Thursday, August 30, 2007

Oncology appt

Saw the oncologist this morning. This guy is amazing. My parents were impressed when they met him while I was in the hospital and today, Scott was very impressed too. He spent an HOUR with us. He is concerned that I am not eating, he wanted to know if I get full fast or I just don't want to eat. It's a little of both. He may have to give me meds to stimulate appetite. Never in a million years would I have thought I would have this problem. It feels like a feeding aversion, which is ironic, since that is what I specialize in as a speech path. PET scans are scheduled for Tuesday, which was supposed to be the day I went back to work. I am waiting on McGinty's office to call me to schedule the port surgery. Anyway, Dr. Lilly talked a lot about the side effects of the chemo. I am concerned about the likelihood I will have diarrhea. My job is certainly not conducive to having this problem. Also, I will have numbness, tingling and extreme sensitivity to my hands, feet and throat. I will not be able to touch anything cold or drink anything cold. If the numbness in the feet gets too bad, it can affect my walking and driving. Again, not conducive to my job. And of course, the side effects don't go away when they turn the medicine off; with each treatment, they will last longer and longer, until it gets to the point they don't go away between treatments.
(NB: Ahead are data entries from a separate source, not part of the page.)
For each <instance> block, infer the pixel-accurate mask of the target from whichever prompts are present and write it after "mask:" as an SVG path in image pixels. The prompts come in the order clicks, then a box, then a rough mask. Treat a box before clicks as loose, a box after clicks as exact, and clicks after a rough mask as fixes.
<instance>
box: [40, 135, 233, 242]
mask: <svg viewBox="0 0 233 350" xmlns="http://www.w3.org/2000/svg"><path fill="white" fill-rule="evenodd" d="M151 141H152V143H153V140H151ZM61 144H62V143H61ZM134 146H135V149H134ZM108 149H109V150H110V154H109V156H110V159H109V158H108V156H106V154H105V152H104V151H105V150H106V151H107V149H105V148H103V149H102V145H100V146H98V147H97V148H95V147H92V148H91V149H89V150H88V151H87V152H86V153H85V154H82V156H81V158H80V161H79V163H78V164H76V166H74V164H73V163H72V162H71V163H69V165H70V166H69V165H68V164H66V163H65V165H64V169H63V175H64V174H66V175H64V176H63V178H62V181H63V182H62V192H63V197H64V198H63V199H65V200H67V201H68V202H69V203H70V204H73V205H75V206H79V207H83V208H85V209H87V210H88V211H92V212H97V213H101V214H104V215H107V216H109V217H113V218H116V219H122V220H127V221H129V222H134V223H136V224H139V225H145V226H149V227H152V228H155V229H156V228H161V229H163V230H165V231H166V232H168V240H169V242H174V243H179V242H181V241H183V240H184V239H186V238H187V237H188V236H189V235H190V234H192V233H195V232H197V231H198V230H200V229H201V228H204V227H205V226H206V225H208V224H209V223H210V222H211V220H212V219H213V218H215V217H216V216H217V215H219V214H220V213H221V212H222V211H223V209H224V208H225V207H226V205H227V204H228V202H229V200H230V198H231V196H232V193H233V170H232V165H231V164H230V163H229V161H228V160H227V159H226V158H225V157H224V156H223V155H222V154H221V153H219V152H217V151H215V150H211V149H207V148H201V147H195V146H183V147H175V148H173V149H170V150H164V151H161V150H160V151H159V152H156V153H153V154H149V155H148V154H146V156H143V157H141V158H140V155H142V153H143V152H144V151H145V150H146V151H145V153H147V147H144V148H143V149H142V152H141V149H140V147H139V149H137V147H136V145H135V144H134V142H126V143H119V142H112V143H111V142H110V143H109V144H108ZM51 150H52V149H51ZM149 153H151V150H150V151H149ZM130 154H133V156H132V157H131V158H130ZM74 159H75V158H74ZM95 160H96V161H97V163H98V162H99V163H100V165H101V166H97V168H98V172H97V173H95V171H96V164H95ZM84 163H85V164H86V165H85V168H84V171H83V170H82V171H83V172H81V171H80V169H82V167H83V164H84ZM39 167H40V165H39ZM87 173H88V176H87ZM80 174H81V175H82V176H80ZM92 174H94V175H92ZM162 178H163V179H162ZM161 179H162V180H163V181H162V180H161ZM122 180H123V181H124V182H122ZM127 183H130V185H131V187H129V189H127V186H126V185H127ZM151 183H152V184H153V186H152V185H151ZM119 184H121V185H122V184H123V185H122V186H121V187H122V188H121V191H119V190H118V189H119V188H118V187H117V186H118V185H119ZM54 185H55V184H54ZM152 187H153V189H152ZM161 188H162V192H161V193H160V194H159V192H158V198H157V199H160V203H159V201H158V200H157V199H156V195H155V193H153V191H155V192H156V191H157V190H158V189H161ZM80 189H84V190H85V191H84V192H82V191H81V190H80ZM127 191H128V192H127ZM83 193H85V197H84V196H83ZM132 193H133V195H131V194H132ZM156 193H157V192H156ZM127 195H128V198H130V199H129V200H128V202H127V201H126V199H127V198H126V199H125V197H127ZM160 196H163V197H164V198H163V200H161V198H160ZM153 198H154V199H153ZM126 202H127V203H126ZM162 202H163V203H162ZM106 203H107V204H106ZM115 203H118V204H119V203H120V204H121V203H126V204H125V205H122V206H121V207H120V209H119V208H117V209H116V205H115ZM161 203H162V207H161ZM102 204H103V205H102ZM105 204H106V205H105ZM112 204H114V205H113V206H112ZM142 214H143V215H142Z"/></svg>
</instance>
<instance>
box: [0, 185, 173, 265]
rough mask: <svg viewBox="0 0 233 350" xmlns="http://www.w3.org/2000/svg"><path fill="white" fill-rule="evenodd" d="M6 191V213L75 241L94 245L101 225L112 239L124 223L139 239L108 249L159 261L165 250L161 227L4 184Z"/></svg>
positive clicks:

Oh, the good news is- I can have sugar. He said cancer will feed off anything and if there's no sugar, it will feed off muscle or whatever else it can find. So bring on the dessert! That's a relief, since I've been stealing Megan's chocolate while she's at school. After my initial chemo treatment, I will eventually start taking the treatments over the weekend. I will go in on Friday, they will hook me up via the port in my clavicle, I will go home and it will get turned off 48 hours later. Maybe I already told you that. Anyway, I will wear a fanny pack (whoo hoo, that's a fashion statement) and I can be at home or wherever I want to be.
I hope and pray you never need an oncologist, but if you do, Dr. Lilly is just fantastic. Scott summed it up by saying he's brilliant but quirky, that's a good description. After the appt, Scott took me to Bella Italia. I haven't been in a restaurant in 8 weeks and have had no alone time with Scott in about that long, so it was nice to go out. Unfortunately, I just couldn't eat. I ordered soup and salad but ate very little. I did eat the bread. For some reason, since this whole ordeal started, bread has been the one thing I do want to eat. And I don't mean that Bunny stuff- I want real bread.
I want to say thanks to everyone who has sent cards. I love mail! My GI doc sent a real nice card with a self-addressed stamped envelope and a note that said pay now, but that's another post...
Love,
Michele

3 comments:

Anonymous said...

WOO-HOO about the sugar! :)

Anonymous said...

Just when you are getting skinny enough due to lack of appetite to be brave and wear a bikini your boat anchor won't allow it!

Love,
Linda

Anonymous said...

thanks so much for the update, it will be tough but then again your tough., you can and will beat it.
in response to the above comment maybe you should get a tattoo of a boat on your belly above the anchor. Ha Ha.